I am seeing an odd issue with how include works. I am using Julia 1.0.2. Here is the simplest case that seems to cause issues:

julia_include_issue.jl

function f1()
    println("In f1()")
    include("params.jl")
    println("In f1(), jz=",jz)
end

function f2()
    println("In f2()")
    include("params.jl")
    println("In f2(), jz=",jz)
    jz = 0
    println("In f2(), after reset, jz=",jz)
end
f1()
f2()

params.jl

println("Including parameters")
jz = 1
println("In params.jl, jz=",jz)

Output from running julia_include_issue.jl

In f1()
Including parameters
In params.jl, jz=1
In f1(), jz=1
In f2()
Including parameters
In params.jl, jz=1
ERROR: LoadError: UndefVarError: jz not defined [this happens at the line in f2() where it tries to print jz]

Any thoughts on what I’m doing wrong?

You shouldn’t use include from inside functions.

Is there a better way to do it if I want to run code from within a function (essentially just replacing the include statement with the text of the file and evaluating)?

What is in params.jl? That will help.

If the content of the file is changing and you want to observe that with multiple run of the function. No you can’t. That’s impossible. You need to find a different way to solve your actual problem.
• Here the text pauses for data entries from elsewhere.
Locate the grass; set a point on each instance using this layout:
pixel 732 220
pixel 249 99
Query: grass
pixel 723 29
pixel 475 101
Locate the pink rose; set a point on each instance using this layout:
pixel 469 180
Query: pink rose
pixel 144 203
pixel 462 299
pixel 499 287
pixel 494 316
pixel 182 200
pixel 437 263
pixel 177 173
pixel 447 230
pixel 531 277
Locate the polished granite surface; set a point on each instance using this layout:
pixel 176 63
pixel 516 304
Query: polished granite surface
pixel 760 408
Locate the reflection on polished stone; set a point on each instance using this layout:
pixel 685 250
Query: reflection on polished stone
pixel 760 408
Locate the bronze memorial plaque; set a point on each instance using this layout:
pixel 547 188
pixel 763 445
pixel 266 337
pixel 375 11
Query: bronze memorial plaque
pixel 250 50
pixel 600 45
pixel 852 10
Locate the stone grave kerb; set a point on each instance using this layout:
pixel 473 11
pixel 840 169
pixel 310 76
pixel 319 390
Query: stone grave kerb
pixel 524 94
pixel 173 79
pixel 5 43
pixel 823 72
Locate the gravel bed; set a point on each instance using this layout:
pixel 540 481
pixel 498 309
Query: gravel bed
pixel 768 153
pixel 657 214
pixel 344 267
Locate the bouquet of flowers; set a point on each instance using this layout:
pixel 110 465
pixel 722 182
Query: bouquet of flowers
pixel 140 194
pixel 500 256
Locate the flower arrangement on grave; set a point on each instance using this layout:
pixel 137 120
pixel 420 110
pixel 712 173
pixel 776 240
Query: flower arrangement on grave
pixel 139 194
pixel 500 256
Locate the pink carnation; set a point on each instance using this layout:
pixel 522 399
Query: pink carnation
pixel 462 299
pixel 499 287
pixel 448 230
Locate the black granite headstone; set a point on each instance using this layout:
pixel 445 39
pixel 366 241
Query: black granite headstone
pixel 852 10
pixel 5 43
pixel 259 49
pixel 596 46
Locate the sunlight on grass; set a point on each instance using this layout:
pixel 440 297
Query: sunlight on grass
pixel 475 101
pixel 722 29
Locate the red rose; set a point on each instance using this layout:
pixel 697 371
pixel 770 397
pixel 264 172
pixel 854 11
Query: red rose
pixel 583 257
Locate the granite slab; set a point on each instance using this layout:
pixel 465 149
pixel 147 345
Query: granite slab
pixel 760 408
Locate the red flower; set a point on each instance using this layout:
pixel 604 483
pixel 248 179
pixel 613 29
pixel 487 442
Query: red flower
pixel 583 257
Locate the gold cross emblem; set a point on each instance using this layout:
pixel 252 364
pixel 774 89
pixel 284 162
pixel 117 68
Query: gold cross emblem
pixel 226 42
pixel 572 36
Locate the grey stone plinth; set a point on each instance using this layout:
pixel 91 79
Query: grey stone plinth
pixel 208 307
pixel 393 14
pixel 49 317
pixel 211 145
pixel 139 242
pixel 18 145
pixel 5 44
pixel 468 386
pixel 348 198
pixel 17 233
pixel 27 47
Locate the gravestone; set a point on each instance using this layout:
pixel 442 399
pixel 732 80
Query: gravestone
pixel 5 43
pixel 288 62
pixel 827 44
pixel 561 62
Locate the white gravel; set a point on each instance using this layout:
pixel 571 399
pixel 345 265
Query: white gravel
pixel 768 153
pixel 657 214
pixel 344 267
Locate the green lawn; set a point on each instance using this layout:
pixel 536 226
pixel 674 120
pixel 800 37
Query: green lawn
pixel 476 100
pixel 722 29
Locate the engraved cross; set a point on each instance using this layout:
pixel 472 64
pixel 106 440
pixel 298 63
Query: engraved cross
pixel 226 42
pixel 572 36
For example, if the things to be included is just some parameters, as the name suggested, you should just pass those in as values and you can find you favorate data storage format to load it from disk.

If the content is basically fixed and this is just a way to reuse the code, then that’s what macros for and you should use that instead. (write a macro that expands to the code you want to include). Or better, use a function if you can.